Bataille de Fleurs, Carnaval de Nice 1976
Carnival is a centuries old reversing ritual, during which social statuses are reversed, and rules of conduct forgotten. Masked and dressed-up people enjoy and revel in food and drink abundantly, during the days prior to Lent. A festival that probably finds its roots in pre-historic pagan traditions that – like Christmas – have been adjusted to fit into Christianity.
The exact origin of the word Carnival is unknown.
On ‘Mardi Gras’, Fat Tuesday, the day before Ash Wednesday, the first day of Lent, people used to eat all the fat they kept in the house, in order to keep it from perishing. For that reason Carnival could be diverted from the Latin Carne Vale, which means ‘Farewell to Meat’, words with a clear ambiguous meaning, because they’re about fasting as well as about carnal pleasures.

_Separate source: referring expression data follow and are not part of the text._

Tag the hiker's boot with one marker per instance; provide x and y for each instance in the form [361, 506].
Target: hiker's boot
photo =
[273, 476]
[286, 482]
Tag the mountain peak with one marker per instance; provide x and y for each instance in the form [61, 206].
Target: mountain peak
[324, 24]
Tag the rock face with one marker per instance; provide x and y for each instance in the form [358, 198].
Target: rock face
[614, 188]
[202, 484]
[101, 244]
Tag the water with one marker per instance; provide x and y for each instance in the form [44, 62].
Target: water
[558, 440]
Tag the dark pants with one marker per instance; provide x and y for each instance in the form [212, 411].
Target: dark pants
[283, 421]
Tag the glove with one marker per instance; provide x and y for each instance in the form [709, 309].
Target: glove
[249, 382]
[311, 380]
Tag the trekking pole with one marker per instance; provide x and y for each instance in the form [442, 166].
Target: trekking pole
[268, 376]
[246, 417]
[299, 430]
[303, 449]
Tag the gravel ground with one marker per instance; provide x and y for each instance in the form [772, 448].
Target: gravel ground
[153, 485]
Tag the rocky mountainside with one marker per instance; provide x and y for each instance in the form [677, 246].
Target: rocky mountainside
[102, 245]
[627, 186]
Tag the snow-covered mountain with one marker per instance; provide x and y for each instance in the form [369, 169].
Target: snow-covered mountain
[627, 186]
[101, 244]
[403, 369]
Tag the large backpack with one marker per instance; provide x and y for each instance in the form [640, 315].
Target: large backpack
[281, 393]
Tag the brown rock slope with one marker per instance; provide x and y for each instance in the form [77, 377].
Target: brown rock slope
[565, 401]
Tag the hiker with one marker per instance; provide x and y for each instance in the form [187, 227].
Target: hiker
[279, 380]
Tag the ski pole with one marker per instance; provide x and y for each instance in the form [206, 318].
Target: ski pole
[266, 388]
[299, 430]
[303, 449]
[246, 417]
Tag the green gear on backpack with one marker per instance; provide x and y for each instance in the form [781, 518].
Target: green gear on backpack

Carne Valere, ‘Meat Reigns’ – ambiguity again – could also have been the basis of the expression that is used nowadays.
Rio de Janeiro with its ‘Escolas de Samba’ is world famous for its festivities, as well as New Orleans with ‘Mardi Gras Parades’, but also Venice, known for its ‘Maschere’, and Nice, famous for its ‘Bataille de Fleurs’, draw hundreds of thousands of visitors annually, mainly party animals who all go stark raving mad.